Published in 2025 by the IGGEP Press, “Vodou and Economic Development: An Analysis in the Social Context of Haiti” raises a question that Haitian economic literature had until now sidestepped: do Vodou beliefs influence the country’s growth? Its author, Déus Deronneth, addresses this question using econometric tools. A Doctor of Economics and a teacher-researcher, Deronneth is originally from Marigot, in the Southeast. A graduate of the National School of Financial Administration and holder of two master’s degrees from the University of the Antilles and Guyana—one in public administration and governance, the other in business and markets—he served as a deputy for his constituency during the 50th legislature. In 2020, he founded the Institute of Management, Governance, and Political Studies (IGGEP), whose Press is publishing this third work, derived from his doctoral thesis. He had previously authored “Sinking of the 50th Legislature in Haiti”.and ‘Central Power and Obstacles to Decentralization in Haiti.’

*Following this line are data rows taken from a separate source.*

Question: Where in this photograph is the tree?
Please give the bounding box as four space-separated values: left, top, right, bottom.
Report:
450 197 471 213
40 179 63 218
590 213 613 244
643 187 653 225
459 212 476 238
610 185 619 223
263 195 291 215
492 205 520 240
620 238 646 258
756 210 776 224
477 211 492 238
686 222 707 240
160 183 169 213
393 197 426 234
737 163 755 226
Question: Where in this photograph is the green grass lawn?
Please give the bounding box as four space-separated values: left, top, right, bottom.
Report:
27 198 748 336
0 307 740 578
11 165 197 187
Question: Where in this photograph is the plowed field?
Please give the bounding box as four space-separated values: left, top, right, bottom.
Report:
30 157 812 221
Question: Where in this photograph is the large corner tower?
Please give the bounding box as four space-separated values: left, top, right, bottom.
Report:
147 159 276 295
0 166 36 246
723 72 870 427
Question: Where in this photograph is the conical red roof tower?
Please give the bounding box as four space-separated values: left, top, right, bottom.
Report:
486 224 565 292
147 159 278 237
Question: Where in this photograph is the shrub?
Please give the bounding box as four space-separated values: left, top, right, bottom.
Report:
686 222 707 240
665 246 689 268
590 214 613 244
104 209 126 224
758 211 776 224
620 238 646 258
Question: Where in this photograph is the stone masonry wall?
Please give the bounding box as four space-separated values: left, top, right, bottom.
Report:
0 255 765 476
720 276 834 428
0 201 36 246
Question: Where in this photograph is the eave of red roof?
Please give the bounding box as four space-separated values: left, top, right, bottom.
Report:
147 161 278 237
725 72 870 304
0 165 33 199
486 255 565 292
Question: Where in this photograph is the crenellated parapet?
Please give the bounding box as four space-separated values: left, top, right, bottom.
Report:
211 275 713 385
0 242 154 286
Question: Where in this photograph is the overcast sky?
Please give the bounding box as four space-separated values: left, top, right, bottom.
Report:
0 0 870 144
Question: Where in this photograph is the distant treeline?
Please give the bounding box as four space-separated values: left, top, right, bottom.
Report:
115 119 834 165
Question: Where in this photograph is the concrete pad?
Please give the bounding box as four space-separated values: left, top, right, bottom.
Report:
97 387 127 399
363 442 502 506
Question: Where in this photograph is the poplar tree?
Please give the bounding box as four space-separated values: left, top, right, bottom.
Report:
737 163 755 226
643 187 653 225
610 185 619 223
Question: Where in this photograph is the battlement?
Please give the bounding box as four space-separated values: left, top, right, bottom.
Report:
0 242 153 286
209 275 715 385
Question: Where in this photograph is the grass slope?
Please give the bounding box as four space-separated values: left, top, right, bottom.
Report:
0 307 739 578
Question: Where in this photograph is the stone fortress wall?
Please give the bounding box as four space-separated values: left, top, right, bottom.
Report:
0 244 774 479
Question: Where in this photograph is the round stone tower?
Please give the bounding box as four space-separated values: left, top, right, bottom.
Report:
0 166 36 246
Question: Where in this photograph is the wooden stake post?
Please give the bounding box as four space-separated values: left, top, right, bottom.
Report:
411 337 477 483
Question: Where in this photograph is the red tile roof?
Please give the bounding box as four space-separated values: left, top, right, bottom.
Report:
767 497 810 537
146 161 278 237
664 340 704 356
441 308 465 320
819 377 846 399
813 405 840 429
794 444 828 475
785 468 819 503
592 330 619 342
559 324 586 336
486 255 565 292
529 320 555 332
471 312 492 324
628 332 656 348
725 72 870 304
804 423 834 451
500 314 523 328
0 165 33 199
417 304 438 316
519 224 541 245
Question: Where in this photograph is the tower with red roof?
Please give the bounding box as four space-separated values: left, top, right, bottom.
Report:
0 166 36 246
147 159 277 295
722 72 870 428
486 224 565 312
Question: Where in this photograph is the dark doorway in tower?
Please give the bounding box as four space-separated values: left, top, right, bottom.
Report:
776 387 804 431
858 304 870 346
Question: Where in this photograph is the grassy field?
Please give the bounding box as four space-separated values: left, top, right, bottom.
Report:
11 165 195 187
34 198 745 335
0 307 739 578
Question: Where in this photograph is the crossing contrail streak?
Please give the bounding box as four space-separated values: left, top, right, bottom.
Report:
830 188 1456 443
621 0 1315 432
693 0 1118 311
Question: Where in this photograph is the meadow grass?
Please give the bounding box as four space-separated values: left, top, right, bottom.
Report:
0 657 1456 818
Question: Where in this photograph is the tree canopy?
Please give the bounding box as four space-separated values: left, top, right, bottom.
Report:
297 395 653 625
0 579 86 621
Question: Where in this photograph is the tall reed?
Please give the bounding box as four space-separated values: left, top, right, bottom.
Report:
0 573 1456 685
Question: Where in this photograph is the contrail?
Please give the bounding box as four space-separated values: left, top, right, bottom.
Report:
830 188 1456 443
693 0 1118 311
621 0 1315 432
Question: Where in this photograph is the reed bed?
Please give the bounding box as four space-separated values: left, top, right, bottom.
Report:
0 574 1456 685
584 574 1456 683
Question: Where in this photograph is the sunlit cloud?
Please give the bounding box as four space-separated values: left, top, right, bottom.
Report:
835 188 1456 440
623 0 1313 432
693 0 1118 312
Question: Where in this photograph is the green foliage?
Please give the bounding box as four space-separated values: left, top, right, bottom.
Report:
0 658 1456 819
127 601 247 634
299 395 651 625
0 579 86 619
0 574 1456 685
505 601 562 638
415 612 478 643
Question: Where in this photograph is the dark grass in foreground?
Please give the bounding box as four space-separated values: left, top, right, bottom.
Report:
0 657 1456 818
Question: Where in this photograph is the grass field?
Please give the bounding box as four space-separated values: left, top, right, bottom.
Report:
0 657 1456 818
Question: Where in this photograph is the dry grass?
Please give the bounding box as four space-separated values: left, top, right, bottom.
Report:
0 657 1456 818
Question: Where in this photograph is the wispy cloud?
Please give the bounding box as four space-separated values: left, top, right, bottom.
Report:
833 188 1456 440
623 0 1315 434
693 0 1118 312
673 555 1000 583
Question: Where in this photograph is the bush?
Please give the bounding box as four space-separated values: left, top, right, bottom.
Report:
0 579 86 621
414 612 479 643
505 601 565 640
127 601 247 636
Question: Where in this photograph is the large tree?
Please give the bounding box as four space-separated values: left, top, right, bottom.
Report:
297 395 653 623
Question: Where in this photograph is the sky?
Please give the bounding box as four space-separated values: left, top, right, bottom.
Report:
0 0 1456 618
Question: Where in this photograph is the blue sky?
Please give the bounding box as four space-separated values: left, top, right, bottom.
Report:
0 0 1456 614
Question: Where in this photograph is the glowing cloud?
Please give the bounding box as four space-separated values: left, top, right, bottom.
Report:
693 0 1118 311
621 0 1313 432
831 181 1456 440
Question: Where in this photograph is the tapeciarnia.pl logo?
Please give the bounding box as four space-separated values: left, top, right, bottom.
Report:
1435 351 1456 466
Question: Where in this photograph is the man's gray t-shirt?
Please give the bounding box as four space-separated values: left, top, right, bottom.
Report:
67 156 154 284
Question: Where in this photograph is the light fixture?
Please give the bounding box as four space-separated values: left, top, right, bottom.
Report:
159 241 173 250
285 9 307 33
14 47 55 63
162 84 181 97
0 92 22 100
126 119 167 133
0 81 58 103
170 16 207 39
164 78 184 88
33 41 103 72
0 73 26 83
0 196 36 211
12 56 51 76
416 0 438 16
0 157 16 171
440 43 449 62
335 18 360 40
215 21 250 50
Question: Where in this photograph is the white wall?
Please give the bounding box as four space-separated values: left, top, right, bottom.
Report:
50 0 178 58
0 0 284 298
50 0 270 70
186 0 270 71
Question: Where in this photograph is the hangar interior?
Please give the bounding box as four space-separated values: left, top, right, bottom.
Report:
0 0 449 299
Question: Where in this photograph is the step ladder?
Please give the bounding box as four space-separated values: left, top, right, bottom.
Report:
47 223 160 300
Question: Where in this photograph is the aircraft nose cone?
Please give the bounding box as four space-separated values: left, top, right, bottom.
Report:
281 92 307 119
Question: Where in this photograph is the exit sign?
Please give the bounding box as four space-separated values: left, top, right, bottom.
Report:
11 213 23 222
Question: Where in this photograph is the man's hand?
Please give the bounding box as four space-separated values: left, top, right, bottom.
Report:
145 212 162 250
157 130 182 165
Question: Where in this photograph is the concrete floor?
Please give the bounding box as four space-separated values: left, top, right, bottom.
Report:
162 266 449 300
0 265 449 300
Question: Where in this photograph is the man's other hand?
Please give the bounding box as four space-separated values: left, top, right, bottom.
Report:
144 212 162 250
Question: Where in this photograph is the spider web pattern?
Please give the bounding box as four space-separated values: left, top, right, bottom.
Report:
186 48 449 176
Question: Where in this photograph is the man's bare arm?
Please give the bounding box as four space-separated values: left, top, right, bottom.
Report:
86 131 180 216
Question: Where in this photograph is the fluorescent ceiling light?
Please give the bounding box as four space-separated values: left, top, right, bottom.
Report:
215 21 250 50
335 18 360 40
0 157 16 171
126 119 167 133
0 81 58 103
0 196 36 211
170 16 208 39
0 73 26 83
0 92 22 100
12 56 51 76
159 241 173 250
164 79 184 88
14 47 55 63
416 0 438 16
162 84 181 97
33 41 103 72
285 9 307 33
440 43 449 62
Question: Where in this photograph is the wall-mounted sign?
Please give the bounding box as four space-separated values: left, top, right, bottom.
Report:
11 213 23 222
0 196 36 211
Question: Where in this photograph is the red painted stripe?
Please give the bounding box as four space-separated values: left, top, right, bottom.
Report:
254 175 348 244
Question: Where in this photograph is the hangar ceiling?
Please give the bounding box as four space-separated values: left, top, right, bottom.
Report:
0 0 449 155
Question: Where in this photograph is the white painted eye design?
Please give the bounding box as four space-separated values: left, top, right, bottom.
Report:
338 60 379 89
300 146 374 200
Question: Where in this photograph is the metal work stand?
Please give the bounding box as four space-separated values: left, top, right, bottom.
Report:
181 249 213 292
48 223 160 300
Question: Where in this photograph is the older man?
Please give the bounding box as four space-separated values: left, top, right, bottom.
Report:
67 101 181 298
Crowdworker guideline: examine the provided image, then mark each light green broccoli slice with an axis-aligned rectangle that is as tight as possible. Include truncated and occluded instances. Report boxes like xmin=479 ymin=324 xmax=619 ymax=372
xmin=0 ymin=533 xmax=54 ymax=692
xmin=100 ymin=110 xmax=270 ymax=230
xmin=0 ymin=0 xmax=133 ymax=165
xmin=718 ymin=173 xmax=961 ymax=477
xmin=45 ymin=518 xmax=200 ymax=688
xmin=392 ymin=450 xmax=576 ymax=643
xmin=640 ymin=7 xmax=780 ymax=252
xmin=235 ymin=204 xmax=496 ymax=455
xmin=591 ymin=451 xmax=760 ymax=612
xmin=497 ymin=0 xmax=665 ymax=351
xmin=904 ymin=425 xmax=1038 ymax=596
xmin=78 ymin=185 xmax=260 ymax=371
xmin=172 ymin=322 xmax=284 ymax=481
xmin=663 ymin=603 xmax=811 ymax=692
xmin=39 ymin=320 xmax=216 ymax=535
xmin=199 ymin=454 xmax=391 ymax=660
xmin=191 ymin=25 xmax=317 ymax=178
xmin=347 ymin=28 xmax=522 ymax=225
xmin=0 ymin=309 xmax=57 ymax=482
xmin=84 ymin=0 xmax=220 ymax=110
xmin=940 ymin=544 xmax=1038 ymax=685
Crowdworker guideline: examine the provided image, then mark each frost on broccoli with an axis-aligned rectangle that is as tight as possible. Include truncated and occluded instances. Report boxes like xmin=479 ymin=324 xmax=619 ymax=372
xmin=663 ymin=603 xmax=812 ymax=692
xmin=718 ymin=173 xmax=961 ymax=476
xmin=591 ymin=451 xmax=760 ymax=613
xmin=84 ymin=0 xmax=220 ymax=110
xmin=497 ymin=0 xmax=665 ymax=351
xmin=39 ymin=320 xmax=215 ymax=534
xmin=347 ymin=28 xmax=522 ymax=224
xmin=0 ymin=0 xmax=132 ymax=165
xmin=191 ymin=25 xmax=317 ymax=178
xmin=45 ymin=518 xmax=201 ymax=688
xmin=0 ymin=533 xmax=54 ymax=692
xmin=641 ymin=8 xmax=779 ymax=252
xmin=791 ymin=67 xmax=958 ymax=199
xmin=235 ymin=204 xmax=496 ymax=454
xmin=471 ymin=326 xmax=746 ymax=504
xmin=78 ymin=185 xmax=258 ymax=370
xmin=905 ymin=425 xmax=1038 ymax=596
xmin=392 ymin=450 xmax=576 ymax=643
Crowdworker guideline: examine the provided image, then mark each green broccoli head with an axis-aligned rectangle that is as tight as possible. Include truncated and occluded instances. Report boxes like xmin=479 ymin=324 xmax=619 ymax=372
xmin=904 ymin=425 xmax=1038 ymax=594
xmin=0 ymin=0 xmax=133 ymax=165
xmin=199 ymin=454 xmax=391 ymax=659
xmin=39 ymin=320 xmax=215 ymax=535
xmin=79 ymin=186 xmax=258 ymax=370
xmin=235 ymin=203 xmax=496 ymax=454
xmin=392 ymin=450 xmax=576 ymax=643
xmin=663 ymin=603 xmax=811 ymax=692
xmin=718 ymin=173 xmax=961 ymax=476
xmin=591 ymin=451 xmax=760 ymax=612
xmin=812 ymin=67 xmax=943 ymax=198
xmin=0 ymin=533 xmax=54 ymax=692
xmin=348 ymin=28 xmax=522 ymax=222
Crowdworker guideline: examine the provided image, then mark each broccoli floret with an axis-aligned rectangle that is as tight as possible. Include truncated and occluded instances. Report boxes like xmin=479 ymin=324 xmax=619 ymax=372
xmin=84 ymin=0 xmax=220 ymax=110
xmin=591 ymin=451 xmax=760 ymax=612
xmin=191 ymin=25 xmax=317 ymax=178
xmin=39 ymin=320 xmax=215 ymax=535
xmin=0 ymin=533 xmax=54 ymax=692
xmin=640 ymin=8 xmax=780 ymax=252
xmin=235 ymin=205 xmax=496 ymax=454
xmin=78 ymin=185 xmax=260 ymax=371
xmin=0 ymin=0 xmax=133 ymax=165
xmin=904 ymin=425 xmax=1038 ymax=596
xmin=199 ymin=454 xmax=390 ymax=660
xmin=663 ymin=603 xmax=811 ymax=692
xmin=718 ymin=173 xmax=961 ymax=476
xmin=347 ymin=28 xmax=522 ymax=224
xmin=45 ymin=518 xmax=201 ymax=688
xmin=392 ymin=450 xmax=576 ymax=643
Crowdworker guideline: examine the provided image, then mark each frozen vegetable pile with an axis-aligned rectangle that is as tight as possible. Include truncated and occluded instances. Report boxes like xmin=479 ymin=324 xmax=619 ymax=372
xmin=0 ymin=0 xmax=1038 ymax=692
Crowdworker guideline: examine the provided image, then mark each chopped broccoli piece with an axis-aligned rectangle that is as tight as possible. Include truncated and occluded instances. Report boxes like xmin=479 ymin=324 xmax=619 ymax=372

This 405-page book extends the work that questions the links between culture, religion, and economy — from Max Weber and his ‘The Protestant Ethic and the Spirit of Capitalism’ to the African authors Daniel Etounga-Manguelle and Axelle Kabou, who raised the question of cultural responsibility in underdevelopment. Deronneth applies this framework to the Haitian case through an approach that his predecessors had not taken: econometrics applied to an anthropological subject.